In April 2010, the Arizona legislature enacted the Support Our Law Enforcement and Safe Neighborhoods Act. Commonly known as SB 1070, the law created a slate of new criminal offenses and arrest powers covering aliens within Arizona's borders. SB 1070 proved divisive. It inspired copycat legislation in several states, provoked sharp criticism from the legal academy, and – most relevant here – catalyzed a lawsuit by the U.S. Department of Justice seeking a preliminary injunction against the state law on the ground that it was preempted by federal law. Initially, the federal government's litigation prospects seemed dim. One term before SB 1070 reached the Supreme Court, the Justices had upheld an earlier Arizona effort to tamp down on undocumented aliens in the workplace. Doing so, the Court had limned a narrow reach for the preemptive penumbra of federal immigration law. In the SB 1070 oral argument, the Solicitor General seemed to fare poorly, with Justice Sotomayor even suggesting that his central preemption argument was not "selling very well" and that he try "to come up with something else."

Yet in June 2012, the Court handed down an opinion giving the federal government "close" to everything it had sought. By a vote of five Justices to three, the Court invalidated three of the four challenged provisions and upheld the fourth subject only on condition that the state satisfied demanding limiting qualifications. What many expected to be a rout in favor of Arizona's position ended instead in a robust affirmation of national authority. What is more interesting, at least for our purposes, is how the majority and dissenting Justices reached their results.
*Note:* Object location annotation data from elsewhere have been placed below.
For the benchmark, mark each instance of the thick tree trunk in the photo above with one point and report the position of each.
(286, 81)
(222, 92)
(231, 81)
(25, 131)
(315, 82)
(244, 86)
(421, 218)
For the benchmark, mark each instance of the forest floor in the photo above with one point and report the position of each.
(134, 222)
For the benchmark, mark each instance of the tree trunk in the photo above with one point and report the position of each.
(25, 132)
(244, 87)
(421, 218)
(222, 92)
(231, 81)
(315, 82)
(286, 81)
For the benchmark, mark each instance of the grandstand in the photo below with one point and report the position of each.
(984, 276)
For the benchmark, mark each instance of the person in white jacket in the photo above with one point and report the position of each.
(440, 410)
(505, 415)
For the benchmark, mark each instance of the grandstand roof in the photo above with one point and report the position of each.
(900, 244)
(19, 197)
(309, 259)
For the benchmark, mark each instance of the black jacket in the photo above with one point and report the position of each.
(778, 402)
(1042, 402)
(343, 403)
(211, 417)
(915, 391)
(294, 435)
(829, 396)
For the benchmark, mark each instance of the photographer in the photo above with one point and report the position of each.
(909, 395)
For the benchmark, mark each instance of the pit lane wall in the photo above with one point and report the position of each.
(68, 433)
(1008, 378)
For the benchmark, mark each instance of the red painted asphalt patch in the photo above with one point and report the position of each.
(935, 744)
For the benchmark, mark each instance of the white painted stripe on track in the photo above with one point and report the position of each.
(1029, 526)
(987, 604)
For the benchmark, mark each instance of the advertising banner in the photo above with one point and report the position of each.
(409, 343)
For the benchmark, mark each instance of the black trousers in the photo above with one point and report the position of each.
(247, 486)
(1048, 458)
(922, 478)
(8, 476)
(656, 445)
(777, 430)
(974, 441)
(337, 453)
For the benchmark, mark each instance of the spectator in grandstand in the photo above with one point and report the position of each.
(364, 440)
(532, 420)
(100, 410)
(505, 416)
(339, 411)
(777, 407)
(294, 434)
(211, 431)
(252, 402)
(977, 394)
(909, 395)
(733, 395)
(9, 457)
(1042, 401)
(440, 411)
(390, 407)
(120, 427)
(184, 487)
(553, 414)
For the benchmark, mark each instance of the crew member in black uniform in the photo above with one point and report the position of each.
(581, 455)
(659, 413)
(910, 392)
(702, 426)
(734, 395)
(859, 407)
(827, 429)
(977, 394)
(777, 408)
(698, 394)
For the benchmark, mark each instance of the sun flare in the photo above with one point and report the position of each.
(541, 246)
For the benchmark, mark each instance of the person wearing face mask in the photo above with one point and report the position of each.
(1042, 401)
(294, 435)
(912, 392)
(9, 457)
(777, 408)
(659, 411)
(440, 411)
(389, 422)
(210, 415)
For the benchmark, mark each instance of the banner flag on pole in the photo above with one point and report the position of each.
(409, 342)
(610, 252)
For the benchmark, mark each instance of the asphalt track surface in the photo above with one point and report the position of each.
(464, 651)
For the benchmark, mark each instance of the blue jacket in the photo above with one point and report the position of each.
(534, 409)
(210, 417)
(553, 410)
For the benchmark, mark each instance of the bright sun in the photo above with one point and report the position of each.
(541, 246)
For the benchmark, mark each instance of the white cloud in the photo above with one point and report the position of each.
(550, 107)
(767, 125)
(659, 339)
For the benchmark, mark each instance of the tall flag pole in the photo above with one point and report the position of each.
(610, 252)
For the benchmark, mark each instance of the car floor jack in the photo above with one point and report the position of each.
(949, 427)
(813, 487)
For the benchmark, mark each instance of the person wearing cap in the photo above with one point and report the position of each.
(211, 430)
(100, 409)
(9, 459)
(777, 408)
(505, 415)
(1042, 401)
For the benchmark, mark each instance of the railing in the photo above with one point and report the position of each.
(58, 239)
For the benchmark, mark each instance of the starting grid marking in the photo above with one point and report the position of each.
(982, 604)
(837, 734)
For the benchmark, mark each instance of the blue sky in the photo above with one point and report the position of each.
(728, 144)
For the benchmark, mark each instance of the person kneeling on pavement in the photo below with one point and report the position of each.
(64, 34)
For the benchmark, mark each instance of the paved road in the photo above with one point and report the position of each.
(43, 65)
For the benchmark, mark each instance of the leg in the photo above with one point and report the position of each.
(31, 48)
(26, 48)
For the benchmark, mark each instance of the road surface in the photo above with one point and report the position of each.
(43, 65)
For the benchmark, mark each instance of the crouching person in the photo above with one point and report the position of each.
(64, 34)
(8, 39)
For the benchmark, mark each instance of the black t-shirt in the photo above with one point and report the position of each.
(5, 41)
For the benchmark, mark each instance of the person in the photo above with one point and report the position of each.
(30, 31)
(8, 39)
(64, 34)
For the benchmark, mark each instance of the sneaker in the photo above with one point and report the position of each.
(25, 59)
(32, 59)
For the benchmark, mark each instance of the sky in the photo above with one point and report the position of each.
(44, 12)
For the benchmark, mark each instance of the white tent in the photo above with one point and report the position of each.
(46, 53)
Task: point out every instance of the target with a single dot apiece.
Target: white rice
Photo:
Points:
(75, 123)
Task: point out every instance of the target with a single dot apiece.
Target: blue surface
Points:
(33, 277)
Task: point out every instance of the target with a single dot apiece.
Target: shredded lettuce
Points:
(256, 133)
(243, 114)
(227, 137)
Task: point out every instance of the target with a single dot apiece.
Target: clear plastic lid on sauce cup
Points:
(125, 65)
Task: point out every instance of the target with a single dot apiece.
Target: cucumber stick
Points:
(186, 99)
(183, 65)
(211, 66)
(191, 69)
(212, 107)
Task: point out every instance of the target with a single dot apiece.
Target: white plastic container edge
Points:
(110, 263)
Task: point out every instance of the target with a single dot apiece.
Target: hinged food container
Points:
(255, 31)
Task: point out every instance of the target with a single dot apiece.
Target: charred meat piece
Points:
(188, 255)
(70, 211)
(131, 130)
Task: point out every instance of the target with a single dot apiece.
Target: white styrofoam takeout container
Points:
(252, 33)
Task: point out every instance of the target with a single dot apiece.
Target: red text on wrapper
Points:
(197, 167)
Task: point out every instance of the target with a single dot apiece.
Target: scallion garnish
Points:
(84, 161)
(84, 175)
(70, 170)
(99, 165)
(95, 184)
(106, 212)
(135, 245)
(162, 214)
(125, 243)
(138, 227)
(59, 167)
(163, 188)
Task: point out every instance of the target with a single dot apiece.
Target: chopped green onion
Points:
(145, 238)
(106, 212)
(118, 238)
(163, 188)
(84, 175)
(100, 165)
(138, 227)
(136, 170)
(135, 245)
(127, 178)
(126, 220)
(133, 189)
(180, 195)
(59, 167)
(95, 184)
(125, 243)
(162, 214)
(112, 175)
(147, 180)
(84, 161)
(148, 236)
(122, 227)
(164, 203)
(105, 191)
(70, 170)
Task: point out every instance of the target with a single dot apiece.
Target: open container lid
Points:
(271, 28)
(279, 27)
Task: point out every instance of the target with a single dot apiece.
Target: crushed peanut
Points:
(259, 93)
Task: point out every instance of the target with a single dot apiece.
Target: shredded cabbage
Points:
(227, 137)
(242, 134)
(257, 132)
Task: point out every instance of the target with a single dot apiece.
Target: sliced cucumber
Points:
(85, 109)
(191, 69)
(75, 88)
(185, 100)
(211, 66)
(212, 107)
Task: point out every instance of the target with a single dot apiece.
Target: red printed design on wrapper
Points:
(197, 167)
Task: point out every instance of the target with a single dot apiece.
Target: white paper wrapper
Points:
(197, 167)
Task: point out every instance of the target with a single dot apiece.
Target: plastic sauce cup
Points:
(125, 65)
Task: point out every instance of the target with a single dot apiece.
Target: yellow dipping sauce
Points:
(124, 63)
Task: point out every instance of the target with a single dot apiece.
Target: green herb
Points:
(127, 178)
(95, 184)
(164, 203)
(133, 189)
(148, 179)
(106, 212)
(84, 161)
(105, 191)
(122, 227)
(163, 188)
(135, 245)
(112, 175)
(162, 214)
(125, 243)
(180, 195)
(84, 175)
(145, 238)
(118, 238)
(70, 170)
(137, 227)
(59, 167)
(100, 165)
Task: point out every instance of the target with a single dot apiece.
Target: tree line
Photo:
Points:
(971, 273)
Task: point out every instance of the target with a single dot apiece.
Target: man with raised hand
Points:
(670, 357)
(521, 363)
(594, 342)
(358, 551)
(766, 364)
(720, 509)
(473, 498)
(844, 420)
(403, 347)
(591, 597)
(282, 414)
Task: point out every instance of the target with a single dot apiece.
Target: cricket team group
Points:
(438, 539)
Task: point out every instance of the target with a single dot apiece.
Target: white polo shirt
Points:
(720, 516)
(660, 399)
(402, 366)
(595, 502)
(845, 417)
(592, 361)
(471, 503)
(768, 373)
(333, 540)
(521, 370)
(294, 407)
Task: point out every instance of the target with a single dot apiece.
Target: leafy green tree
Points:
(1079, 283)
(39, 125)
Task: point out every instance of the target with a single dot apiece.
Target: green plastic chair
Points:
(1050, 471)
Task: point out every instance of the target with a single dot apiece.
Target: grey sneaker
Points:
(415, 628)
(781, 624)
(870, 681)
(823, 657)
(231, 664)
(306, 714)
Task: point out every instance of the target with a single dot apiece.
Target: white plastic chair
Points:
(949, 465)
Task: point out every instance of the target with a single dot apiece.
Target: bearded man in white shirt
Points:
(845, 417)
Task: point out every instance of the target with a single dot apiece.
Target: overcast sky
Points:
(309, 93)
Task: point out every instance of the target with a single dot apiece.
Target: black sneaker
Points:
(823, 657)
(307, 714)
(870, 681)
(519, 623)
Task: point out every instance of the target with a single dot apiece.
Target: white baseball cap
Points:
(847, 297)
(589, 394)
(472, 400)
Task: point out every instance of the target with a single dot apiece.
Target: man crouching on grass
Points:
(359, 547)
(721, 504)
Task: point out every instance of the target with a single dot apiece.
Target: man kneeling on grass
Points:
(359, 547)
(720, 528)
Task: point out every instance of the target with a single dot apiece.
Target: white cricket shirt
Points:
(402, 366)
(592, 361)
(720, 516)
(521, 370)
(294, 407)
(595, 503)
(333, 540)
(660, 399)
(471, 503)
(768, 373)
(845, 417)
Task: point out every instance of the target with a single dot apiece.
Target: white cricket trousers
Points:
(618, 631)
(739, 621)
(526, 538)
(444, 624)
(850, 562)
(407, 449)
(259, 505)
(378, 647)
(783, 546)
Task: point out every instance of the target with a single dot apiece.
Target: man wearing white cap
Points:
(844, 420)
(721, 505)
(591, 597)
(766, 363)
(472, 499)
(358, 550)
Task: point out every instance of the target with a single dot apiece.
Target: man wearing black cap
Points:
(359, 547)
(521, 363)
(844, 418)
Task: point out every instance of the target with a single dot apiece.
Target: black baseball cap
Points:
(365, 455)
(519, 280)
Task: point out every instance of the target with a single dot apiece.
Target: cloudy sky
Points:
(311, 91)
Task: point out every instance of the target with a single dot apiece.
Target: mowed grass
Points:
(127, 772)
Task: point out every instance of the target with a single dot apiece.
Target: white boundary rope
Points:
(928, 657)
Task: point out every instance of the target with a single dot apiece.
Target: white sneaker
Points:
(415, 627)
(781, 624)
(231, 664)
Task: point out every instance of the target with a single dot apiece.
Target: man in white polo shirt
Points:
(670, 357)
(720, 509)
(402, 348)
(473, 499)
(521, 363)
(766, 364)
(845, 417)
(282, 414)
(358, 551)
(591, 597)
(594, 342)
Both Justice Kennedy's majority opinion and Justice Scalia's dissent in Arizona v. United States began not with statutory or constitutional text, but rather with a judicial presumption about the appropriate distribution of authority between the federal government and the states on matters of intersecting state and federal foreign affairs-related concerns. In both opinions, that threshold presumption powerfully motivated the ensuing analysis.

This Article takes up the core of the debate between Justices Kennedy and Scalia. More precisely, it analyzes how courts should resolve cases that arise at the intersection of foreign affairs and federalism concerns when there is no dispositive constitutional, statutory, or treaty-derived rule. Cognizant of the competing approaches in Arizona, it considers the appropriate judicial presumption across the board in foreign affairs federalism cases. But the choice of presumption matters well beyond immigration-related cases. Indeed, the Court repeatedly confronts cases in which federalism and foreign affairs claims conflict and no text supplies clear direction. Previous cases involve not only immigration authority, but also state efforts to sanction repressive foreign regimes, encourage restitution for Holocaust survivors, settle money claims against foreign nations and their citizens, tax the global activities of corporations operating within a state's borders, and impose capital punishment notwithstanding objections from international organizations and courts. Nor does the Supreme Court resolve all such conflicts. Lower courts also address and provide final dispositions of many disputes arising at the intersection of foreign affairs and federalism without the guidance of statute or treaty. There is, in sum, no shortage of justiciable controversies raising the knotty question of foreign affairs federalism.